Millions in west don't know they have aggressive fatty liver disease, study says
Personal risk, body size, and metrics
- Several commenters report fatty liver or risk signs despite only being mildly overweight or even at “normal” BMI.
- Emphasis that weight alone is misleading: body composition and visceral fat matter more.
- Suggestions to combine BMI with waist circumference to assess risk, as “belly weight” strongly correlates with metabolic issues.
Diet patterns and conflicting advice
- One person reports reversing moderate NAFLD in ~6 months by cutting fried food, most dairy, sugary snacks, and red meat, with modest weight loss.
- Others argue long‑standing guidance: less dairy, meat, sugar, and oils, but in practice this is weakly enforced and hard for many to follow.
- Counterpoint: high intake of meat and dairy can coexist with good liver and visceral fat metrics if overall diet is “whole foods” and minimally processed.
- Debate over evidence: some claim there’s little high‑quality data linking meat directly to fatty liver; refined sugars and processed foods are seen as stronger suspects.
HFCS, sugar, and “hidden” sweetness
- One camp blames high fructose corn syrup and alcohol as primary drivers, noting HFCS’s ubiquity in processed food.
- Others argue HFCS is nutritionally similar to table sugar (fructose:glucose ratios are close), so total sugar intake matters more than the specific sweetener.
- Disagreement over focus:
- One side says targeting HFCS is useful because it raises label awareness and small sugar differences accumulate across foods.

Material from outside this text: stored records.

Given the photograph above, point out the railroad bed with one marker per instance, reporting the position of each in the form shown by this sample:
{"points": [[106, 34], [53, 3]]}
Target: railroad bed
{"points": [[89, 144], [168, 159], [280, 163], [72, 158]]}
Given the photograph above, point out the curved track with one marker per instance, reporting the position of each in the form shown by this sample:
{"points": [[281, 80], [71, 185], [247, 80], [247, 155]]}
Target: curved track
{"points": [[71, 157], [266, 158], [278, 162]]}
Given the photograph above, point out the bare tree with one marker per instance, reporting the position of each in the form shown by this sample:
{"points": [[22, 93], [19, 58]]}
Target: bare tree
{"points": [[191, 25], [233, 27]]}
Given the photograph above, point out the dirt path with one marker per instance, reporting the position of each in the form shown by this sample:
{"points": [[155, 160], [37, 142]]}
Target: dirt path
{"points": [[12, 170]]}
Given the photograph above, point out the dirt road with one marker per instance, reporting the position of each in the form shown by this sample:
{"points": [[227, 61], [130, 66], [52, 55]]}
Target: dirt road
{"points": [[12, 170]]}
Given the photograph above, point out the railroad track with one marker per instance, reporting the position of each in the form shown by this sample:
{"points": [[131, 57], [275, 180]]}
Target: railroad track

- The other warns HFCS “scaremongering” makes people underestimate sugar from “natural” sources (honey, “real sugar” sodas).
- Additional nuance: whole fruit (with fiber and bioactive compounds) is treated as metabolically different from juices and refined sugars.
Fasting as a potential intervention
- Some anecdata and small studies are cited suggesting extended or intermittent fasting can improve fatty liver indices, mainly via weight loss and improved insulin dynamics.
- Others stress that strong evidence is limited; fasting research is a tiny fraction of NAFLD literature.
- Risks raised: muscle loss, sarcopenia in “skinny fat” or older people, refeeding syndrome, triggering or masking eating disorders, and harm once cirrhosis is present.
- Several note the mental difficulty of caloric restriction and fasting; hunger is described as a dominant physiological and psychological force.
Study funding, numbers, and etiology
- Commenters track the Lancet paper’s funding to Novo Nordisk and Echosens (data modeling), plus public research grants; the funders reportedly had no role in study design or publication decisions.
- Some readers find the prevalence and diagnosis numbers in the news article numerically inconsistent or sloppily phrased.
- One person speculates about a possible infectious trigger for fatty liver, analogous to other diseases later tied to microbes; another dismisses this as unlikely, given its strong association (as presented) with sedentary lifestyle, poor diet, and alcohol.